As a White Australian who grew up familiar with Christianity, if not particularly religious, Blanchett came to Sister Eileen with empathy for her decisions, if not endorsement of her actions.

“One of the things I found interesting about Sister Eileen, there’s a war going on,” she says of both World War II and the struggle between Australia’s Indigenous and non-native populations then and now. “And the inevitability of that particular machine, particularly if you’re a young Indigenous child, is that you will be eaten up by it.

“So trying to stave off that inevitability, she’s shut the outside world out, and sort of willfully created this anxious sort of innocence,” she says. “And she’s fostered this innocence that the inevitability of the world won’t happen.

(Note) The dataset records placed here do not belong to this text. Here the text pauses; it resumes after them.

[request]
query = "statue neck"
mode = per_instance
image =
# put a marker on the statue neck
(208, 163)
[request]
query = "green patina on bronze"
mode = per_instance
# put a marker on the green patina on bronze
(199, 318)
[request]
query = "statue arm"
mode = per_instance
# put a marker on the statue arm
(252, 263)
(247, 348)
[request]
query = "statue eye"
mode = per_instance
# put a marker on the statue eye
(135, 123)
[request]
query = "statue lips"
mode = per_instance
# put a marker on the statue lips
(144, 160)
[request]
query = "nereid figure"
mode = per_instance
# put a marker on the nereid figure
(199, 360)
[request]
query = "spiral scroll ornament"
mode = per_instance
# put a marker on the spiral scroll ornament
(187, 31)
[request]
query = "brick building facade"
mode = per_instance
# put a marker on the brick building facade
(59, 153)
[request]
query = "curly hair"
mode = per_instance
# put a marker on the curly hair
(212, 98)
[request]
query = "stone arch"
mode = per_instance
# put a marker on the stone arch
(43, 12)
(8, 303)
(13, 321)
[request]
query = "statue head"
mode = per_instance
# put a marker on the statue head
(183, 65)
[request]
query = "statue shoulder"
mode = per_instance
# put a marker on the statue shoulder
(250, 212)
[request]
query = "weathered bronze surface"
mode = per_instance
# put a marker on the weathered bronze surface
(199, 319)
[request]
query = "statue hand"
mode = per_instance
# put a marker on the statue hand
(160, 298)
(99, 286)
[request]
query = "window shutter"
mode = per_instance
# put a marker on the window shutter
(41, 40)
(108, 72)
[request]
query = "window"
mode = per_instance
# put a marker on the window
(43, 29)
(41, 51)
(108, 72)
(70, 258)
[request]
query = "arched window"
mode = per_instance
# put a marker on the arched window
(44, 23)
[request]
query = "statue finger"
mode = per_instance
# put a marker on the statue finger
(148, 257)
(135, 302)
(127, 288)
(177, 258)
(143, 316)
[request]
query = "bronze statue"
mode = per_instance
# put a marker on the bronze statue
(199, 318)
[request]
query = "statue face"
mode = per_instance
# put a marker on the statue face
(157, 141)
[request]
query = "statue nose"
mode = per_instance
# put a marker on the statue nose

“I think she’s desperate for a miracle, and that was something I found very moving,” Blanchett says of Sister Eileen’s desire to save the orphaned boys in every sense of the word. “I think she’s alive to the miracle of the new boy, but really sort of fearful of the change that he represents. Ultimately, when she’s asked to attempt to fly, she’s profoundly mortal.”

“The New Boy” premiered at the Cannes Film Festival in 2023, followed by its release in Australia, where it became one of the most acclaimed films of that year. Aswan Reid won best actor at the Australian Academy of Cinema and Television Arts Awards, where the film earned a total of 12 nominations.

Blanchett, Blair and Mailman were each nominated in acting categories, with Mailman winning for best supporting actress. Thornton received nominations for directing, screenplay and cinematography. He won the AACTA Award for the latter category, a well-deserved honor, for “The New Boy” is a gorgeously shot film, mixing painterly vistas of rural Australian wheatfields with intimate chiaroscuro scenes inside the orphanage.

“I started off with cinematography, so I still shoot my own films,” says Thornton, who also won the prestigious Gold Frog for best cinematography at the 2023 Camerimage, the prestigious international cinematography awards.

“The funniest thing about this film is that I pitched to everyone earlier and they all asked, ‘What’s it going to look like?’” he says. “I’d say it looks like ‘Days of Heaven,’” [The 1978 Terrence Malick film was beautifully set and shot amid its own endless wheatfields.]

“The irony is, I’ve never seen ‘Days of Heaven,’” Thornton says, laughing. “Everyone needs to see an image, and they need to put it in the box and tie it in a bow so they understand it. Well, the box was empty for me, but I gave them an image.

“Hey, I lied and I survived,” he says. “It’s a strange, strange way to live.”